Sysco has announced that it will acquire competing food distributor US Foods for about $3.5 billion in cash and stock, reports the Associated Press. Under the terms of the agreement announced Monday, Houston’s Sysco will pay $3 billion in common stock and $500 million in cash. It will also assume or refinance about $4.7 billion in debt.
Bill DeLaney, Sysco president and chief executive officer, will lead the combined company, which will continue to be named Sysco and headquartered in Houston, Texas. At closing, Sysco will have estimated annual sales of approximately $65 billion, the company announced in a statement.
Sysco said it expects the acquisition, which is likely to close in the third calendar quarter of 2014, to immediately boost its profit after adjusting for deal related costs and expenses. It’s also expected to result in annual cost savings of at least $600 million after three or four years.

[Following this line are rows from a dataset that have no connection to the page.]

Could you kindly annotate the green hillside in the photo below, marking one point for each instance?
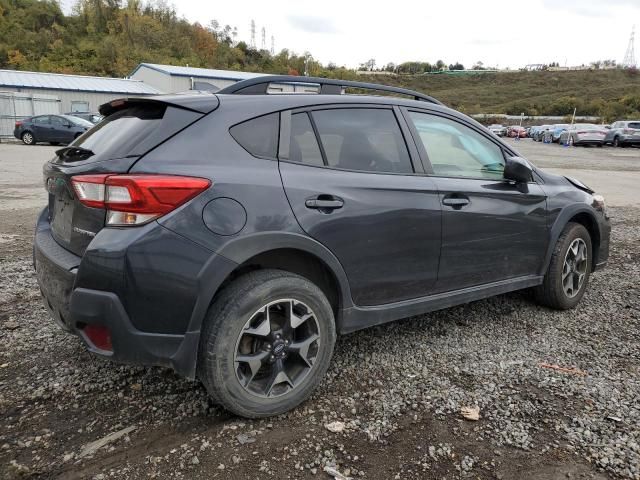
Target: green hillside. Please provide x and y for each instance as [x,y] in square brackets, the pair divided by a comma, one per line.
[607,93]
[110,37]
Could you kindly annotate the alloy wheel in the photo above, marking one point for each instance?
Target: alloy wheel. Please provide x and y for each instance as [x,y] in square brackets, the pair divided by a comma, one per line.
[277,348]
[574,269]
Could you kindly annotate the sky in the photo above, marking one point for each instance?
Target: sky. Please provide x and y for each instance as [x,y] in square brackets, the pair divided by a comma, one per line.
[496,32]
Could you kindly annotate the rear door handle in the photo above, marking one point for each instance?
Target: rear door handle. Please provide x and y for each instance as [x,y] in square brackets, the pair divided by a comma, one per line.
[455,202]
[324,204]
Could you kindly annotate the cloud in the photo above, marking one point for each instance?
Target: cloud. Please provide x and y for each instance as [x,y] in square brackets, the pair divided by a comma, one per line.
[310,24]
[589,8]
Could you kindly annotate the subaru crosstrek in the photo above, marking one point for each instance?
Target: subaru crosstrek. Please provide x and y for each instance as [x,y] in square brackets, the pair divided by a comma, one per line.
[230,237]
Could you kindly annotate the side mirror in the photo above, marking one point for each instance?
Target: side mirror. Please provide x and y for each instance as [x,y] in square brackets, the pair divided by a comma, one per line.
[518,170]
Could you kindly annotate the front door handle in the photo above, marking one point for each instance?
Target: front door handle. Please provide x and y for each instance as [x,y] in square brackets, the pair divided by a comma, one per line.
[455,202]
[320,203]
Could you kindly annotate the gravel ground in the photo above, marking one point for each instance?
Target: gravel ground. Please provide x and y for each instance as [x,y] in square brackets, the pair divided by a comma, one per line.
[392,398]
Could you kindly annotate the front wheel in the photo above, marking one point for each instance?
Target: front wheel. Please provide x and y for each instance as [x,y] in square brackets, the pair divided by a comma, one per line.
[266,344]
[568,274]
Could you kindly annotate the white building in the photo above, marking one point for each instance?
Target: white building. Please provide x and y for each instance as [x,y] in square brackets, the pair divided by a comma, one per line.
[75,93]
[172,79]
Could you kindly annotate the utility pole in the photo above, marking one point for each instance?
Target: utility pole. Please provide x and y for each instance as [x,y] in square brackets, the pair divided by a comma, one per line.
[630,56]
[253,34]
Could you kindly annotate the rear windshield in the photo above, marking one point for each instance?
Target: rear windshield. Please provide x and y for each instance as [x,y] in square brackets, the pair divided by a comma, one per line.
[118,135]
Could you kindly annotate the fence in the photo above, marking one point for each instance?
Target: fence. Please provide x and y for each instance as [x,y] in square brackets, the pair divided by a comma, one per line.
[17,106]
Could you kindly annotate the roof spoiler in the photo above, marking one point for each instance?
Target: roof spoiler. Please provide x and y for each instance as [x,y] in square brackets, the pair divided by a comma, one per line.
[328,86]
[203,103]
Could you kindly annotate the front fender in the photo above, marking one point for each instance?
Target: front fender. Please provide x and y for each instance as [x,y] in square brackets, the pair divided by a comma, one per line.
[561,221]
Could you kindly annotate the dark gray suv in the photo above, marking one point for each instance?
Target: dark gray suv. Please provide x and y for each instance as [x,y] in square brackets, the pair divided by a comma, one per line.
[230,237]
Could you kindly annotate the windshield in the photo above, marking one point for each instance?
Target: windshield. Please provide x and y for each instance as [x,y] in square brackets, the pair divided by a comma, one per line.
[77,121]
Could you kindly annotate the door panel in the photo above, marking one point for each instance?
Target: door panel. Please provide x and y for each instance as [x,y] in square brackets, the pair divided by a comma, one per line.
[383,228]
[500,233]
[42,129]
[492,229]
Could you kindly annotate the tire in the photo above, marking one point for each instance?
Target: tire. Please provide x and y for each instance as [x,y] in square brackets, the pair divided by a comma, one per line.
[552,292]
[28,138]
[243,388]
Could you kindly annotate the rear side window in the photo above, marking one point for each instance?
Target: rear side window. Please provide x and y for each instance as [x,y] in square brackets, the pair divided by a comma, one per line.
[364,139]
[259,136]
[304,146]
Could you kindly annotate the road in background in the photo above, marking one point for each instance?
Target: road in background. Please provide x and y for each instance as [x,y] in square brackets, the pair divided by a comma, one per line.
[612,172]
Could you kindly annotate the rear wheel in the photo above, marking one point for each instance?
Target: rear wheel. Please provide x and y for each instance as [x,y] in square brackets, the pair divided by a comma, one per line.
[28,138]
[568,274]
[266,343]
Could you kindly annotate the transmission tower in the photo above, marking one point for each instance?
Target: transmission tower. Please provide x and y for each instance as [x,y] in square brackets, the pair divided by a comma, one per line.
[253,34]
[630,57]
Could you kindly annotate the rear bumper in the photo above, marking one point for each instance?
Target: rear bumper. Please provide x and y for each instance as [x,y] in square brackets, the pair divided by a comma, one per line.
[629,140]
[74,307]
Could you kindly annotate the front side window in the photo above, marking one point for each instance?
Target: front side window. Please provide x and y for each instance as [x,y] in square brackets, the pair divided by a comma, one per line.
[456,150]
[58,122]
[259,136]
[364,139]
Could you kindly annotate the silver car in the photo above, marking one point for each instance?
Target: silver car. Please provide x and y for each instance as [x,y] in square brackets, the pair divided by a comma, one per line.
[623,133]
[583,134]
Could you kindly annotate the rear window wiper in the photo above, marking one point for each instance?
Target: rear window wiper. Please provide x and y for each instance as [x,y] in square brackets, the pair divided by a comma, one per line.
[73,151]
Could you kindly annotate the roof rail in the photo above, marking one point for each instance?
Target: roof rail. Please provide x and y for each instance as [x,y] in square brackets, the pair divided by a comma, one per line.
[328,86]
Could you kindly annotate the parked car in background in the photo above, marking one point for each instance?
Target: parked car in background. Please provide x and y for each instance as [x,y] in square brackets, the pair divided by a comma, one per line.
[623,133]
[583,134]
[90,117]
[553,134]
[359,210]
[54,129]
[538,134]
[498,129]
[517,131]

DeLaney said, "As we continue on our transformational journey at Sysco, this transaction will position us to significantly accelerate our progress in achieving the vision we have for our company: to be our customers' most valued and trusted business partner. Sysco and US Foods have highly complementary core strengths including a broad product portfolio and passionate food people deeply committed to customer service, quality-assured products and safety. In particular we look forward to welcoming US Foods' talented employees and continuing to invest in the development of all of our people. Together we will strive to enhance shareholder value by providing our customers with highly differentiated products and services."
John Lederer, president and chief executive officer of US Foods, said, "Combining and maximizing the significant strengths of two outstanding companies is certain to be of tremendous advantage in supporting our customers as they tackle the challenges of today's demanding environment."